Comment cela influencera-t-il les échecs, le jeu que nous aimons tous? J'ai demandé à un ami, expert en communication électronique, d'assister à un tournoi de haut niveau et à un match de championnat. Il a fouiné, a vu comment les gens étaient contrôlés à l'entrée, comment un écran de verre empêchait les joueurs de voir le public. Je lui ai également montré qu'avant le début de la ronde, nous avions accès à la scène, à la salle de repos des joueurs, aux couloirs et aux toilettes. Il était effondré. Le rapport qu'il m'a remis après avoir étudié toutes les conditions commençait par cette déclaration: "Quel dommage, c'était un jeu si merveilleux!"

Mais tout n'est pas perdu.

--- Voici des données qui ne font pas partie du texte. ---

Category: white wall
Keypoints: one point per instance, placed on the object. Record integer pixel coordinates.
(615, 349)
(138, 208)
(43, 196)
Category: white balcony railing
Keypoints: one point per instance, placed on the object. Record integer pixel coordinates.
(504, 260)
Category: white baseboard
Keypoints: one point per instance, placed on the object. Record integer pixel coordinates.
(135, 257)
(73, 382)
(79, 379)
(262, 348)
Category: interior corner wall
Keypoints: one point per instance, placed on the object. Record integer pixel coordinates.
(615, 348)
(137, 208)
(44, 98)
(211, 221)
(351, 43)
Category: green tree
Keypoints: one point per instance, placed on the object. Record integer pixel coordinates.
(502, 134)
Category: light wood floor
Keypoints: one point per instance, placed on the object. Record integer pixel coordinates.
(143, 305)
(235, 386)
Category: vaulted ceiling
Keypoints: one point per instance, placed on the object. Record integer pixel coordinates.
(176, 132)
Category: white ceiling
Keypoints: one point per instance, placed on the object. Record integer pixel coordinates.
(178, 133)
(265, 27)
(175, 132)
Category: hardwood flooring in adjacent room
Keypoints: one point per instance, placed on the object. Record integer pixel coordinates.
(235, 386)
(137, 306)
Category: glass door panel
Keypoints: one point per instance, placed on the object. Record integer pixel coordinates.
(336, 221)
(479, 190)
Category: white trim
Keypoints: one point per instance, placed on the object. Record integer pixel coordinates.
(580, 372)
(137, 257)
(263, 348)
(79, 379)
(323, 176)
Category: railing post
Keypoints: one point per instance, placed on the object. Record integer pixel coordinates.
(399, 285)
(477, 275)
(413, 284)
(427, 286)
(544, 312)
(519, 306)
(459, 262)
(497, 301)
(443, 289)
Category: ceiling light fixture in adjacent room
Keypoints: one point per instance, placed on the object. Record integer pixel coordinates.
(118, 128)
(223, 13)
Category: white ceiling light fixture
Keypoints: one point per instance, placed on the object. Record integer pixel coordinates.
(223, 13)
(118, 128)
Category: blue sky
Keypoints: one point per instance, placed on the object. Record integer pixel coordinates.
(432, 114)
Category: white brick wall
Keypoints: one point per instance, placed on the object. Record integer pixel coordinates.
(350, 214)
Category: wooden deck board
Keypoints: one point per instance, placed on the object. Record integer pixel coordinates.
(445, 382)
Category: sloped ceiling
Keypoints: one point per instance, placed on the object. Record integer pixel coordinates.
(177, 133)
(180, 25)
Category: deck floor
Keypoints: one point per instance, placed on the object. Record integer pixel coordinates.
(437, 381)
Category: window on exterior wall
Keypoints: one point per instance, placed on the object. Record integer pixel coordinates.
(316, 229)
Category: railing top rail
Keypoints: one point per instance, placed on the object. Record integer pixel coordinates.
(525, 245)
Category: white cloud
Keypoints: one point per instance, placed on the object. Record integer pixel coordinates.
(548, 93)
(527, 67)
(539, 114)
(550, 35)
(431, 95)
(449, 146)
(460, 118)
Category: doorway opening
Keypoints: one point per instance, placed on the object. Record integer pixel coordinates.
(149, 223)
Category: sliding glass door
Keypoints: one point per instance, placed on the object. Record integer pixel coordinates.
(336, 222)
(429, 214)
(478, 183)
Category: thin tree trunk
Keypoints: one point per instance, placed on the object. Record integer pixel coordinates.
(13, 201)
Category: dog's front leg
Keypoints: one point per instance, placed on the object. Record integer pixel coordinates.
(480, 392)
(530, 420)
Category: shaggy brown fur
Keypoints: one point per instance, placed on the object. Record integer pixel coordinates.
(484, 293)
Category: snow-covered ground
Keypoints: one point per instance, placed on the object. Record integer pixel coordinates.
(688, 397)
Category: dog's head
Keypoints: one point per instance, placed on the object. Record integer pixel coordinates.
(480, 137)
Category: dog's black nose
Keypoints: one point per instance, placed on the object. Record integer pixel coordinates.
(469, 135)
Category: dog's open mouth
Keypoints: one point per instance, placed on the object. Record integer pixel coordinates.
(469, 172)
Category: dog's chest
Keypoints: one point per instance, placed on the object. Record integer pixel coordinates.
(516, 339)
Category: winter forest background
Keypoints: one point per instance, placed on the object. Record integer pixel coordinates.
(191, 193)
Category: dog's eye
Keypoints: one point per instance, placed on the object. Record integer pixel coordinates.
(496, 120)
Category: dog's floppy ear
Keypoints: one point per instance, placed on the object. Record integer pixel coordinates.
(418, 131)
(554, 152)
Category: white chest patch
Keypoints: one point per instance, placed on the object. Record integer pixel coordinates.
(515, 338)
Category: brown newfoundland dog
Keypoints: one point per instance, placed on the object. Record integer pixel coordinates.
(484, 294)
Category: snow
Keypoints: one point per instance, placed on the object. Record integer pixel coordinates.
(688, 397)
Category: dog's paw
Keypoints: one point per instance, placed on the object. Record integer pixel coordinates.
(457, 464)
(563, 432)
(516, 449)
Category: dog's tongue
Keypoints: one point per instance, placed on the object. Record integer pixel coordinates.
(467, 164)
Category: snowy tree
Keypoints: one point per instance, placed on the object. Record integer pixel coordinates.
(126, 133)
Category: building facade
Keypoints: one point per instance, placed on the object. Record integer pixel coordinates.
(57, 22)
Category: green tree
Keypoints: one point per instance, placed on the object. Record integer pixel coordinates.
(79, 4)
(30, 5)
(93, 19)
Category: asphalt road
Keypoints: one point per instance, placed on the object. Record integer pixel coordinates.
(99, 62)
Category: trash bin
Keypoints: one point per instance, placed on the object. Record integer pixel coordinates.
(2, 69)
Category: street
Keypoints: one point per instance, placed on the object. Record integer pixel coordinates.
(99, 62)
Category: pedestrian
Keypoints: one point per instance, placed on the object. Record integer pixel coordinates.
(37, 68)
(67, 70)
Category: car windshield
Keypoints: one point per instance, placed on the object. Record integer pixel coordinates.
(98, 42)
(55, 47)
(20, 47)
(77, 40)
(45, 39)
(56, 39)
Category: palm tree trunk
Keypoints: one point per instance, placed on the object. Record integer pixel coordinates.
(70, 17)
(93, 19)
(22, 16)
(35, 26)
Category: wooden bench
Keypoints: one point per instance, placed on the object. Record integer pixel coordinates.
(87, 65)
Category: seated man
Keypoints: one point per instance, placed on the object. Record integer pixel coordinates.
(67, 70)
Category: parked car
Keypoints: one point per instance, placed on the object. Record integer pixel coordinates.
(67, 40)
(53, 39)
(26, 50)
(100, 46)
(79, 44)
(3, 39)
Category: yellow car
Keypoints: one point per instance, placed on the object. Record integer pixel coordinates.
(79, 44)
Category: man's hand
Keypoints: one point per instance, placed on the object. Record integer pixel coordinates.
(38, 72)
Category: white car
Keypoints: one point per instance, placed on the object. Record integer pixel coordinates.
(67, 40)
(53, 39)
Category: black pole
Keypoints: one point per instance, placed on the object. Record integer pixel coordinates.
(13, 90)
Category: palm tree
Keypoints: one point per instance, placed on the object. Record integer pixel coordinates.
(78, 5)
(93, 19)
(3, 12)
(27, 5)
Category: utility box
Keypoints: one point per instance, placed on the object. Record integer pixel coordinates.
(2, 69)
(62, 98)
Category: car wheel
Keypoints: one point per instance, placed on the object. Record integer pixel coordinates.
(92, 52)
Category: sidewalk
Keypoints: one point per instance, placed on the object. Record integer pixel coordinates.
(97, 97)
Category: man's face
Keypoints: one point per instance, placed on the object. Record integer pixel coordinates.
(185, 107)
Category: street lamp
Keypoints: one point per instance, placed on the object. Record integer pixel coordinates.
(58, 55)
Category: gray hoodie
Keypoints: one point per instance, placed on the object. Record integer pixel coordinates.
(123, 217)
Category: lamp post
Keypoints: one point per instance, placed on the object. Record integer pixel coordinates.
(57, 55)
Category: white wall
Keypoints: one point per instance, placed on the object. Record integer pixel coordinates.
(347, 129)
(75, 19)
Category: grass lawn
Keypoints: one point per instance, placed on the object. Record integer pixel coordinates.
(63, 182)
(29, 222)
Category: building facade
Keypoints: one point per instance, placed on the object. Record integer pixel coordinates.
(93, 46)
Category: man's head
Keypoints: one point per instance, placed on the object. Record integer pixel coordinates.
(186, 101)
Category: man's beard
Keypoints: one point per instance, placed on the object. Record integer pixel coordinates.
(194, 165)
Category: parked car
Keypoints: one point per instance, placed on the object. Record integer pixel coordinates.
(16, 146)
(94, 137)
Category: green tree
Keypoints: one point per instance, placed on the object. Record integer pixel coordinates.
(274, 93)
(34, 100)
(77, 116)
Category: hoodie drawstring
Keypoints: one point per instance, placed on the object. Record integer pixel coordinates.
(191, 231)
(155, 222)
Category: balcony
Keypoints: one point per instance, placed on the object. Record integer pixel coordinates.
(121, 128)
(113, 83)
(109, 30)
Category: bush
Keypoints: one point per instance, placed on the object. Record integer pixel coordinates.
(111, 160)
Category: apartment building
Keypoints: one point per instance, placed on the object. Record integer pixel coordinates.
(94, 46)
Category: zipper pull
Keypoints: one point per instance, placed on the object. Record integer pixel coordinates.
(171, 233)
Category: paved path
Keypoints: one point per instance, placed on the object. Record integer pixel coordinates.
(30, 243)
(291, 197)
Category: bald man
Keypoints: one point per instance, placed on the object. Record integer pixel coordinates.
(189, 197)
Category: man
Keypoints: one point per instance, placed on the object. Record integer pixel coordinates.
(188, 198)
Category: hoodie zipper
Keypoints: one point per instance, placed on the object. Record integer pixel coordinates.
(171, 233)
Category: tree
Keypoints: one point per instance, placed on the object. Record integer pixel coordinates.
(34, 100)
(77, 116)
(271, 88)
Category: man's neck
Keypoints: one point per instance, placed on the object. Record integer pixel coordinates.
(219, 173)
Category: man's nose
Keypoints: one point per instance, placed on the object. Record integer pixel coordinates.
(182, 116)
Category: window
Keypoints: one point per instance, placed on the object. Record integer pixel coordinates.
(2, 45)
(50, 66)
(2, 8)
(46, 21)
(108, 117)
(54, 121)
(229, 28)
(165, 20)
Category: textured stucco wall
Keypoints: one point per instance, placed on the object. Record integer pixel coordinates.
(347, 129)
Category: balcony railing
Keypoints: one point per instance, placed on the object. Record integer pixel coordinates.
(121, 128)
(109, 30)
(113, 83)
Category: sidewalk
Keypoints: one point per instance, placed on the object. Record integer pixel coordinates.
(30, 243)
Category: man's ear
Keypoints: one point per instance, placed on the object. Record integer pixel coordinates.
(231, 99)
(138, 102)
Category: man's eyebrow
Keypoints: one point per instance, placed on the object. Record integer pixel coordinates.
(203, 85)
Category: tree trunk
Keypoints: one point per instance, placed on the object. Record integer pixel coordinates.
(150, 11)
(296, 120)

Un autre ami passionné d'échecs, qui fut expert en sécurité auprès du gouvernement américain, a promis de me donner un catalogue des mesures à prendre au jour aujourd'hui. Elles ne seront pas aussi sévères que la "solution" suivante:

Lorsque Andrew Paulsen était vivant et qu'il organisait un championnat du monde pour la FIDE, il m'a consulté. Nous avons décidé qu'il ne serait possible d'empêcher rigoureusement la tricherie qu'en organisant le match dans une cage de Faraday, dans un endroit éloigné, sans spectateurs. Andrew a commencé à négocier avec l'État du Bhoutan pour organiser le championnat dans l'Himalaya. Il voulait en faire un événement purement Internet. Mais cela ne s'est pas concrétisé. Le match s'est donc déroulé de manière traditionnelle. Il reposait sur la détection de métaux à l'entrée, mais surtout sur la confiance dans l'honnêteté des joueurs.